Рядом из тьмы возник Зафаэль. Положив руку на плечо Лаврентию Павловичу, глядя вместе с ним в московский сумрак, сказал:

– Кто в свое время отказался поддержать Тухачевского, тот теперь лишь пожинает плоды собственной глупости. Придется еще лет десять тебе подождать. Сейчас же просто посмотри туда. За окном – мирный спящий город, редкие прохожие спешат домой отоспаться после работы, едут машины. Где-то рядом в своих квартирах люди ругаются, любят друг друга, сочиняют музыку или готовят нехитрый ужин. Но вскоре этой идиллии не станет. Москва-то сильно не пострадает, но многие города превратятся в руины, погибнут миллионы в ошибочных действиях ваших бездарных военачальников. Правда, и Гитлеру, так или иначе, победить не суждено. Но ты сделал все, что мог, – предупредил командиров о грядущей катастрофе. Это зачтется. А насчет Сталина – не волнуйся. Сегодня он лишился поддержки Абрасакса. Теперь все зависит только от тебя.

Просматривая докладную записку, Сталин никак не мог понять, чего от него хочет Жданов.

Как обычно, прочитав первый раз, он принялся читать заново, медленно делая легкие отчерки под важными пассажами в тексте желтоватым ногтем правой руки – привычка, оставшаяся со времен тюремного заключения.

Дойдя второй раз до конца документа, поднял свои рысьи глаза на сидевшего напротив Председателя Верховного Совета РСФСР и хмуро поинтересовался:

– Почему я получаю эту информацию от вас, Андрей Александрович, а не от Лаврентия Павловича?

Жданов знал, что идет ва-банк, и, взяв себя в руки, твердо посмотрел на Хозяина:

– У меня нет пока точных данных, Иосиф Виссарионович, но возможно, что и товарищ Берия косвенно причастен к готовящейся акции.

Тяжело поднявшись из-за стола, Сталин подошел к наркому и присел перед ним на корточки:

– Конспираторы. Провокаторы чертовы. Ведь десять раз я им говорил – войны не будет, – глядя на Жданова снизу вверх, яростно начал тыкать рукой в пол. – Вот здесь, неделю назад, Берия валялся у меня в ногах, умолял хотя бы провести военные сборы. Я ему что сказал? Не дразни Гитлера. А они, значит, стягивают войска к границе, пока товарищ Сталин и товарищ Молотов заняты дипломатией? Андрей Александрович, завтра у нас что? Суббота?

– Так точно, товарищ Сталин.

Вождь резко встал и направил сухой, прокуренный указательный палец на посетителя:

– Вы как член Комитета обороны от моего имени составьте приказ: всем частям и соединениям, кроме занятых на боевом дежурстве, объявить выходной. Пусть выметаются в увольнение, девок тискают и водку жрут. Постарайтесь не допустить, чтобы директива заговорщиков о подготовке к нападению немцев распространилась среди командиров.
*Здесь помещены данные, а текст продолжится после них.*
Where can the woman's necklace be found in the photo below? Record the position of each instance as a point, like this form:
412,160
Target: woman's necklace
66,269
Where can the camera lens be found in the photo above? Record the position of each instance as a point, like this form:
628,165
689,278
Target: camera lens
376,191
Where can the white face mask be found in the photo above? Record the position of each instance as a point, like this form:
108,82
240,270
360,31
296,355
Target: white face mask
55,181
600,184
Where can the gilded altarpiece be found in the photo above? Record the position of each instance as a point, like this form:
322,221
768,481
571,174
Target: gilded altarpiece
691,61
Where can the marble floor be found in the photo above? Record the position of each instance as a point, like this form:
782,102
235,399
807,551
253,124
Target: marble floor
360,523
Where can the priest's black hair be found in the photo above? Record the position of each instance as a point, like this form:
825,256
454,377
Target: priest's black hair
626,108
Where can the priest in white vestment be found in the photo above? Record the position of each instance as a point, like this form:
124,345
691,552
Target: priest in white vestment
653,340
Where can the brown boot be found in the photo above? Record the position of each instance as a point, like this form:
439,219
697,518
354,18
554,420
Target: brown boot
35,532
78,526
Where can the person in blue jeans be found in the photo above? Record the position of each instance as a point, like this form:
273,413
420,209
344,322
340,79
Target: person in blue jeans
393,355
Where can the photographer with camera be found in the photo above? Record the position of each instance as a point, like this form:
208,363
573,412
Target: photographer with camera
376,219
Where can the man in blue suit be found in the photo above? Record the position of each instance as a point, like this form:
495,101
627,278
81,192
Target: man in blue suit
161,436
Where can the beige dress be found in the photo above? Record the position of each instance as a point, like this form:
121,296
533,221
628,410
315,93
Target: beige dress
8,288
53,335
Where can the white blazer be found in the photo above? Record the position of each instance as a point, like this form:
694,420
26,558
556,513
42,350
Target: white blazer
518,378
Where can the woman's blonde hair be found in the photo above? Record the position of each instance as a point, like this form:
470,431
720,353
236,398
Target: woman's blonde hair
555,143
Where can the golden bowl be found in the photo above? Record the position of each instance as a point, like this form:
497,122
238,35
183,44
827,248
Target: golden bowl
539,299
У Сталина злобно топорщились усы. Он с раздражением грохнулся на свой стул и начал яростно чиркать спичками. Прикурив с третьего раза и пыхнув дымом, немного успокоился. Все же не стоит показывать эмоций перед подчиненными.

– Нам с тобой, главное, время протянуть до понедельника, – доверительно наклонился он через стол к Жданову, – а дальше уже – победителей не судят. Не случится ничего в воскресенье, так командиры первые против безумных наркомов повернут оружие. Не дай бог, кто-то особо ретивый сочтет эту писульку, – потряс он бумагами в руке, – руководством к прямому действию. Идите, товарищ Жданов.

Тот поднялся и вытянулся во фрунт перед вождем. Сталин также встал, вновь подошел к нему и похлопал по плечу.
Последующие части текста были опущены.